Türkiye’nin ve Avrupa’nın tek kadın temalı tiyatro festivali olan Kadın Oyunları Festivali’nin Balıkesir’in Bandırma ilçesi gösterimleri, “Tilkiler ve Kötü Kalpli İtler” adlı oyun ile başladı.
Bandırma Belediyesi’nin iş birliğiyle, bu yıl Bandırma’da 3’üncüsü gerçekleştirilen “Kadın Oyunları
Festivali” başladı. Barış Manço Kültür Merkezi, 5 gün boyunca birbirinden değerli kadın temalı tiyatro
oyunlarına ev sahipliği yapacak. Festival kapsamında; Tilkiler ve Kötü Kalpli İtler, Prima Facie, Ölü
Kadınlar Diyarı, Kertenkelenin Ardından ve Dışarıda Hiçbir Şey Var adlı tiyatro oyunları Bandırmalılarla
buluşacak. Festival bu yıl, Kahramanmaraş merkezli meydana gelen deprem felaketinden etkilenen
kız çocuklarının eğitimi için organize ediliyor.

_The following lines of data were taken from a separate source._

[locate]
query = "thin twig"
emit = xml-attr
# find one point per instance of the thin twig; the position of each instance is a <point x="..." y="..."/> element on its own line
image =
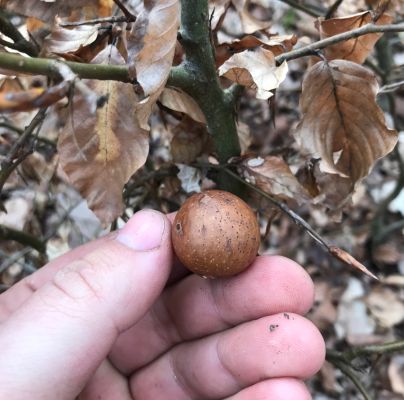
<point x="129" y="16"/>
<point x="20" y="43"/>
<point x="14" y="159"/>
<point x="110" y="20"/>
<point x="48" y="67"/>
<point x="321" y="44"/>
<point x="308" y="10"/>
<point x="349" y="372"/>
<point x="335" y="251"/>
<point x="333" y="8"/>
<point x="7" y="233"/>
<point x="391" y="87"/>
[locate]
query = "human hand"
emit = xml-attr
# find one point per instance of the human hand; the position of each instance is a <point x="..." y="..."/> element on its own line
<point x="98" y="323"/>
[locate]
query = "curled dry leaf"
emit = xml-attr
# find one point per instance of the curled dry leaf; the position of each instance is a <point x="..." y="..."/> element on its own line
<point x="151" y="44"/>
<point x="244" y="136"/>
<point x="255" y="69"/>
<point x="276" y="44"/>
<point x="177" y="100"/>
<point x="350" y="260"/>
<point x="342" y="123"/>
<point x="100" y="150"/>
<point x="46" y="10"/>
<point x="386" y="306"/>
<point x="63" y="40"/>
<point x="274" y="176"/>
<point x="151" y="47"/>
<point x="189" y="141"/>
<point x="355" y="49"/>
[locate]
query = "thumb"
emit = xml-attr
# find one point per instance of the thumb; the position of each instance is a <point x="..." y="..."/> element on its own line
<point x="63" y="332"/>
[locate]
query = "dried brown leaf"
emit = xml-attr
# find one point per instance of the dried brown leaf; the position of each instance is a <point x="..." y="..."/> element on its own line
<point x="342" y="124"/>
<point x="100" y="150"/>
<point x="63" y="40"/>
<point x="151" y="44"/>
<point x="276" y="44"/>
<point x="345" y="257"/>
<point x="255" y="69"/>
<point x="274" y="176"/>
<point x="355" y="49"/>
<point x="177" y="100"/>
<point x="386" y="306"/>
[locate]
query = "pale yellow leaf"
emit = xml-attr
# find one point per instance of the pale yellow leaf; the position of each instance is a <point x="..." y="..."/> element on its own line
<point x="100" y="150"/>
<point x="255" y="69"/>
<point x="177" y="100"/>
<point x="151" y="44"/>
<point x="355" y="49"/>
<point x="342" y="123"/>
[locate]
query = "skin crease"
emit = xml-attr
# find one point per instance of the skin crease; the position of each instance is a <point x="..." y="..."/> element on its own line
<point x="101" y="322"/>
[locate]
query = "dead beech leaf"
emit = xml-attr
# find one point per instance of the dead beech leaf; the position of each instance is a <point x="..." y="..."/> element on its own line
<point x="100" y="150"/>
<point x="342" y="123"/>
<point x="177" y="100"/>
<point x="350" y="260"/>
<point x="63" y="40"/>
<point x="151" y="44"/>
<point x="276" y="44"/>
<point x="355" y="49"/>
<point x="255" y="69"/>
<point x="274" y="176"/>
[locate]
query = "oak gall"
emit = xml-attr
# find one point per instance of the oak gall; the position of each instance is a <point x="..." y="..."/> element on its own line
<point x="215" y="234"/>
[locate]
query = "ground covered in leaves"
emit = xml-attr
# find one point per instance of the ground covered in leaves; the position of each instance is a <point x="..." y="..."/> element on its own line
<point x="46" y="215"/>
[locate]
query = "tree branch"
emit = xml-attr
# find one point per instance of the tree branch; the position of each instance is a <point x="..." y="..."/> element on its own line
<point x="199" y="78"/>
<point x="308" y="10"/>
<point x="335" y="251"/>
<point x="179" y="77"/>
<point x="49" y="67"/>
<point x="321" y="44"/>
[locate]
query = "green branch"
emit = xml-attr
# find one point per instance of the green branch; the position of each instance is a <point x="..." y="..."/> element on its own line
<point x="197" y="76"/>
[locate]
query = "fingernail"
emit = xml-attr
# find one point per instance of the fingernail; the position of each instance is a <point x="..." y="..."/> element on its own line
<point x="144" y="231"/>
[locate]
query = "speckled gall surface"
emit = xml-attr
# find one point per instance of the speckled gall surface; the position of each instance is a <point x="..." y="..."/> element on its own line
<point x="216" y="234"/>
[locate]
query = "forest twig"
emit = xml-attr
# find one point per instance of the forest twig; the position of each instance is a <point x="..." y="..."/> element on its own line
<point x="298" y="6"/>
<point x="354" y="33"/>
<point x="335" y="251"/>
<point x="197" y="76"/>
<point x="332" y="9"/>
<point x="129" y="16"/>
<point x="7" y="233"/>
<point x="95" y="21"/>
<point x="19" y="42"/>
<point x="48" y="67"/>
<point x="13" y="158"/>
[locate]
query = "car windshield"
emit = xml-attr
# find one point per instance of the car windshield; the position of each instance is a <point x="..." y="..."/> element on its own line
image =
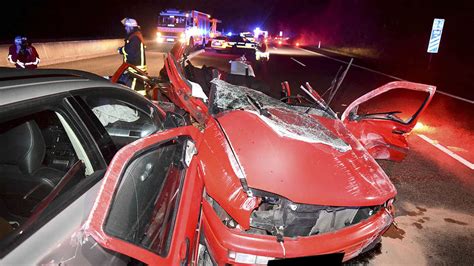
<point x="286" y="120"/>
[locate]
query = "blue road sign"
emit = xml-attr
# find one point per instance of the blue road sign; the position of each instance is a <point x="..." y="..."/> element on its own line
<point x="435" y="37"/>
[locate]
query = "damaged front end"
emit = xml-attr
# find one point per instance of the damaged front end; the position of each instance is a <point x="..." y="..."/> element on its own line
<point x="281" y="217"/>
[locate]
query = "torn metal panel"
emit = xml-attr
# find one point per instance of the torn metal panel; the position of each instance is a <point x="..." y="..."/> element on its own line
<point x="384" y="136"/>
<point x="285" y="120"/>
<point x="181" y="92"/>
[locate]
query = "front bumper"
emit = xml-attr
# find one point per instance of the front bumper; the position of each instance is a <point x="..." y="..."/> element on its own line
<point x="350" y="240"/>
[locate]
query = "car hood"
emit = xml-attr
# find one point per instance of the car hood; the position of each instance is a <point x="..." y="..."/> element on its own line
<point x="306" y="158"/>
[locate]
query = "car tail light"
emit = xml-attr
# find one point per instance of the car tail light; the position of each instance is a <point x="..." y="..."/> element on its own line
<point x="248" y="258"/>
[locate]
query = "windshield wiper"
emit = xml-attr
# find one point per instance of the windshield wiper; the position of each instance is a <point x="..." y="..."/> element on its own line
<point x="258" y="106"/>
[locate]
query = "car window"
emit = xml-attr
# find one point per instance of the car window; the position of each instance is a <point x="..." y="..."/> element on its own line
<point x="125" y="121"/>
<point x="236" y="39"/>
<point x="43" y="158"/>
<point x="146" y="202"/>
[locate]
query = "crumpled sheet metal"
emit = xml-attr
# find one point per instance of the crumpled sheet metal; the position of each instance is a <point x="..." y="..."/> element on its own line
<point x="223" y="174"/>
<point x="284" y="119"/>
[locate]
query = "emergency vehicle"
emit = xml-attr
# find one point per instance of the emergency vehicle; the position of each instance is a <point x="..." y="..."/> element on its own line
<point x="191" y="27"/>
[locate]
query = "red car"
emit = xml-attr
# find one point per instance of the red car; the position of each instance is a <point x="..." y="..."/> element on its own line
<point x="262" y="180"/>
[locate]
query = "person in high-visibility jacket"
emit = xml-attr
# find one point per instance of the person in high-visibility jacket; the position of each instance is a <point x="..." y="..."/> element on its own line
<point x="133" y="53"/>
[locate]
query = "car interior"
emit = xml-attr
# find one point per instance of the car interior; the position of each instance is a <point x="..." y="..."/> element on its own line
<point x="39" y="160"/>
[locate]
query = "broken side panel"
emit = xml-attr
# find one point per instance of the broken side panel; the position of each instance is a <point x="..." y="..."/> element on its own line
<point x="224" y="177"/>
<point x="383" y="129"/>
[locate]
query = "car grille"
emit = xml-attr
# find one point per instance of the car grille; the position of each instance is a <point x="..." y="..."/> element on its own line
<point x="279" y="216"/>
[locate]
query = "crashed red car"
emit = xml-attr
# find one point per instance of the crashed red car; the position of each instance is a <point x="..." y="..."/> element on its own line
<point x="267" y="179"/>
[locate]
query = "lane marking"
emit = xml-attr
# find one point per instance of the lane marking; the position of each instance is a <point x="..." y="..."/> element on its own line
<point x="447" y="151"/>
<point x="387" y="75"/>
<point x="297" y="61"/>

Festivalin açılış programı, “Tilkiler ve Kötü Kalpli İtler” adlı tiyatro oyunu ile gerçekleştirildi. Programa
Bandırma Belediye Başkanı Av. Tolga Tosun, Belediye Başkan Yardımcısı Aydın Yağar, Belediye Meclis
Üyesi Merve Polat ve Bandırma Kent Konseyi Başkanı Serdar Polat katıldı. Vatandaşların büyük ilgi
gösterdiği açılış oyunu, “Tilkiler ve Kötü Kalpli İtler,” kadın olmanın büyük portresini ve zorluklarını en
gerçekçi şekilde gözler önüne serdi. Tek kişilik oyunu sahneleyen Algı Eke, gösterdiği büyük ustalıkla
ayakta alkışlandı.
Belediye Başkanı Av. Tolga Tosun, programın kapanışında yaptığı konuşmada, 6 Şubat tarihinde
meydana gelen deprem felaketi nedeniyle festivalin ilk etapta gerçekleştirilmemesi kararı alındığını
belirtti. Daha sonra festival komitesi ve Bandırma Belediyesi’nin aldığı ortak kararla, festivalin
deprem felaketinden etkilenen kız çocuklarının eğitimi için organize edilmesi ürerine fikir birliğine
varıldığını aktaran Belediye Başkanı Av. Tolga Tosun, “Doğa deprem gerçeğini hiçbir surette
aklımızdan çıkarmamamız gerektiğini bizlere hatırlatırken, kadınlarımızın sorunları da tıpkı deprem
gerçeği gibi hatırlanıp dikkat çekilmesi gereken bir durumdur. Bizler çeşitli platformlar aracılığıyla
kadınlarımızın sesini duyurmaya çalışırken bu seferde sanat kanadıyla da seslerini duyurmaya vesile
oluyoruz. Böylesine zor bir dönemde sanatın iyileştirici gücüne inanarak sanatı ötelemek yerine kültür
ve sanat gibi iki önemli olguyu eğlence aracı görmeyip geçirdiğimiz bu zor süreçte bu olguların insan
üzerindeki iyileştirici gücüne destek olmayı tercih ediyoruz,” dedi.